Wenn die nicht im Petitionsausschuss tätigen Parlamentarier und Parlamentarierinnen bei den genannten

Stichworten mit den Schultern zucken, darf ich Ihnen empfehlen: Lassen Sie die Mitglieder des Petitionsausschusses in Ihren Fraktionen Bericht erstatten.

Die Erfahrung, dass sich nicht alle Probleme zwangsläufig zur Zufriedenheit des jeweiligen Petenten lösen lassen, machen die Ausschussmitglieder häufig. Vor dem Hintergrund der Ernsthaftigkeit, mitunter auch Tragik der zu behandelnden Petitionen machen Petitionen, die zum Erfolg führen, enorme Freude.

Was Petitionen jedoch immer auslösen, ist eines: Arbeit, Arbeit und nochmals Arbeit;

(Herr Gürth, CDU: Das ist aber nicht neu!)

unterstreichen möchte ich: nicht nur in den Stunden der Ausschussberatung, sondern auch im Vorfeld und zum Teil in der Freizeit.

Als Ausschussvorsitzende ist es mir an dieser Stelle ein Bedürfnis, den Damen und Herren Ausschussmitgliedern, Berichterstattern, Beamten, Angestellten aus allen Ebenen und insbesondere dem Ausschusssekretariat für die konstruktive und gewissenhafte Arbeit zu danken.
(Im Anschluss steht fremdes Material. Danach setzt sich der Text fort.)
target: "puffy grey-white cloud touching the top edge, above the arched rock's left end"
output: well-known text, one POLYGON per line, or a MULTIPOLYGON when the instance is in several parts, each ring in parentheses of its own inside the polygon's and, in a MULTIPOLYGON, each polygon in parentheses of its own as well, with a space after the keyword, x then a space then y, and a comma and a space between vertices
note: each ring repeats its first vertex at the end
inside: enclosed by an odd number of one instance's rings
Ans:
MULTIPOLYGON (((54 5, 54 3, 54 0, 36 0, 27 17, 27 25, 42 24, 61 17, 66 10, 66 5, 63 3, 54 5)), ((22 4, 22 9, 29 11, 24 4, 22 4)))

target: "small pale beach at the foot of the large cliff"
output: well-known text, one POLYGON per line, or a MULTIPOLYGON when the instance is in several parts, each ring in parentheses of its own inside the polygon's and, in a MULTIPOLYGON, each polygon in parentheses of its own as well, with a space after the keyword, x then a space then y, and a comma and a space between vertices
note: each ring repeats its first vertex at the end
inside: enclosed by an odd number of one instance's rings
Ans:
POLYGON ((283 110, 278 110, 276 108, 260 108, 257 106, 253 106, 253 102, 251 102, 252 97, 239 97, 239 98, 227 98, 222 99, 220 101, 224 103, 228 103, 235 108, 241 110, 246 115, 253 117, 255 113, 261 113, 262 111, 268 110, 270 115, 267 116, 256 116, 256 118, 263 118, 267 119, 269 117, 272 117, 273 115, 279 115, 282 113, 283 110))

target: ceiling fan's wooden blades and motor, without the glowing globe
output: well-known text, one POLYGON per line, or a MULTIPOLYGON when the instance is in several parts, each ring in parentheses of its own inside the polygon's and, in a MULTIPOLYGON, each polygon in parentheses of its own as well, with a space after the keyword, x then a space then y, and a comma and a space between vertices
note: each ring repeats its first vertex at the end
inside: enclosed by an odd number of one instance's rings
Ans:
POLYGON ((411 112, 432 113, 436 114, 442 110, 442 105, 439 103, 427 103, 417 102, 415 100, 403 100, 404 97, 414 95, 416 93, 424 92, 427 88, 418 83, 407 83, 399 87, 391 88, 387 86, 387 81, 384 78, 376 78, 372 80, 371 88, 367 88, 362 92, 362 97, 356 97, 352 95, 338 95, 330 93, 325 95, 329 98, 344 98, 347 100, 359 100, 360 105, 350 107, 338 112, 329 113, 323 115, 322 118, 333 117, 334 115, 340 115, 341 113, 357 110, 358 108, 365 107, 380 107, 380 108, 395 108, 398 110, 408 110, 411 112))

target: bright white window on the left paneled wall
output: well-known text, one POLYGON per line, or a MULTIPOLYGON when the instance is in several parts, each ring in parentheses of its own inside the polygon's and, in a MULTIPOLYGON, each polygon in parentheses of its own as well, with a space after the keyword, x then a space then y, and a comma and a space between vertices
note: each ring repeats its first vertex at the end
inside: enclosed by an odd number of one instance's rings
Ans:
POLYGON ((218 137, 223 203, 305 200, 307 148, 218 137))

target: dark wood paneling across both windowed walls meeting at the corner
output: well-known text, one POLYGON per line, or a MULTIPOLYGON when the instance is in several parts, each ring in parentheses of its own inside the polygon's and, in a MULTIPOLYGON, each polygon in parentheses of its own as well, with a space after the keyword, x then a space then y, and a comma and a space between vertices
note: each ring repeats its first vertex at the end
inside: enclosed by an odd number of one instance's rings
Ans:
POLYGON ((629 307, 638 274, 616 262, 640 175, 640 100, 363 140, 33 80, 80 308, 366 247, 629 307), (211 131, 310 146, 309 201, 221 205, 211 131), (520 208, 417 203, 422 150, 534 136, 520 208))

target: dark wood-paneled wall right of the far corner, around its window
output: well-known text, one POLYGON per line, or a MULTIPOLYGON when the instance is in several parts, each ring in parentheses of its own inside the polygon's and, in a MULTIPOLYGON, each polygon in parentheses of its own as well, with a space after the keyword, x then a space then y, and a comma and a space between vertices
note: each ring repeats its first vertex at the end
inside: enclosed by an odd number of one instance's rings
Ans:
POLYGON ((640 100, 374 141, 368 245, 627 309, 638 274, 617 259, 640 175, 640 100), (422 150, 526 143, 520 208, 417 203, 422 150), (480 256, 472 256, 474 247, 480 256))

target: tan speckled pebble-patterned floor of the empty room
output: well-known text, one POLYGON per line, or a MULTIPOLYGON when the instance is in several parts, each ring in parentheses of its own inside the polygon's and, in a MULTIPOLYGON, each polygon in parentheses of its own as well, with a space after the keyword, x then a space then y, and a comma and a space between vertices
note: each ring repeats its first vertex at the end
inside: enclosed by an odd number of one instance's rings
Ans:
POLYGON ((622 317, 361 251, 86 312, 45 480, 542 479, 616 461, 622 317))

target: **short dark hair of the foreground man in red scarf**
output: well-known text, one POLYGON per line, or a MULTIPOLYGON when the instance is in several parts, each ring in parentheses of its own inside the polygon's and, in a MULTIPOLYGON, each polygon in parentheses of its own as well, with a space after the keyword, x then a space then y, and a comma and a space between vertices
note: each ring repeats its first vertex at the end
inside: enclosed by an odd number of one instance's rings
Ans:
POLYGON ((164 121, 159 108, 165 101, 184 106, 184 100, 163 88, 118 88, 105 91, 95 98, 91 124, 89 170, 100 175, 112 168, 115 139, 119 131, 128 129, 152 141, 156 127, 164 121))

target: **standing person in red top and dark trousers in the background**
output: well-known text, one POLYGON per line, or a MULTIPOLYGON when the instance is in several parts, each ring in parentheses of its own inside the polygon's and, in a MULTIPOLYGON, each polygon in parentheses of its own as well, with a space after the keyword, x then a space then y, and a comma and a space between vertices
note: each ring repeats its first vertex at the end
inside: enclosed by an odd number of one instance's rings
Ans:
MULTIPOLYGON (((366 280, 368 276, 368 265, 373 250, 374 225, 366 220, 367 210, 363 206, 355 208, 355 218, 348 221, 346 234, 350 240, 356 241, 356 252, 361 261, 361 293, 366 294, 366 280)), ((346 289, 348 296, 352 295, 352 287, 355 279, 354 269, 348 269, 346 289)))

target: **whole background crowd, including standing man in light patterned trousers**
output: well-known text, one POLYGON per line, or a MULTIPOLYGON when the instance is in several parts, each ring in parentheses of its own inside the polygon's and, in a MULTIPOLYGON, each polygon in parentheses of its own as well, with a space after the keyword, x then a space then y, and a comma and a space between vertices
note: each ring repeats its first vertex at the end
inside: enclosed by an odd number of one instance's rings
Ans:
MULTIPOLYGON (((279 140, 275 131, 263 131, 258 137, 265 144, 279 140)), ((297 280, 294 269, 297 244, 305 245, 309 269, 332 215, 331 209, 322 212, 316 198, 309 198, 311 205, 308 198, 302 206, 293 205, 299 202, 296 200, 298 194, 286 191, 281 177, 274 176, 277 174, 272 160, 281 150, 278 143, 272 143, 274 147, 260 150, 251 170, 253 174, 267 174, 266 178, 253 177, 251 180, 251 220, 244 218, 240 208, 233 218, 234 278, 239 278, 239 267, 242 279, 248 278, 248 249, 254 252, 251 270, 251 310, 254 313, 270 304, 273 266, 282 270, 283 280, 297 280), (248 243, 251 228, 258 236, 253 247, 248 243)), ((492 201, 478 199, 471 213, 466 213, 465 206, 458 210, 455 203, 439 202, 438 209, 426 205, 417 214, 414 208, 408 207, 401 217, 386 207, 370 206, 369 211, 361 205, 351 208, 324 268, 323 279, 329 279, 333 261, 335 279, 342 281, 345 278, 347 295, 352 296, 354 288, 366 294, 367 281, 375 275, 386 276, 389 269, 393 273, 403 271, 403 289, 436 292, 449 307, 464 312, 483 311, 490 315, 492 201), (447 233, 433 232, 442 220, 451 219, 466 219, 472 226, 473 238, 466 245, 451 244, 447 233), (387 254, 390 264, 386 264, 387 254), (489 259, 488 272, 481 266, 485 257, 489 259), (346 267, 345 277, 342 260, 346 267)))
Einige Anmerkungen noch zum Selbstbefassungsrecht und zur Arbeit des Ausschusses über Landesgrenzen hinweg: Die Geschäftsordnung des Landtages sieht in § 14 Abs. 3 die Möglichkeit der Selbstbefassung der Ausschüsse vor. Einige Male machten wir davon Gebrauch. Petitionsausschussmitglieder waren der Auffassung, dass eine Beschwerde, auch wenn sie zurückgezogen worden ist, im Einzelfall mehrere betreffen könne. Deshalb haben wir sie behandelt.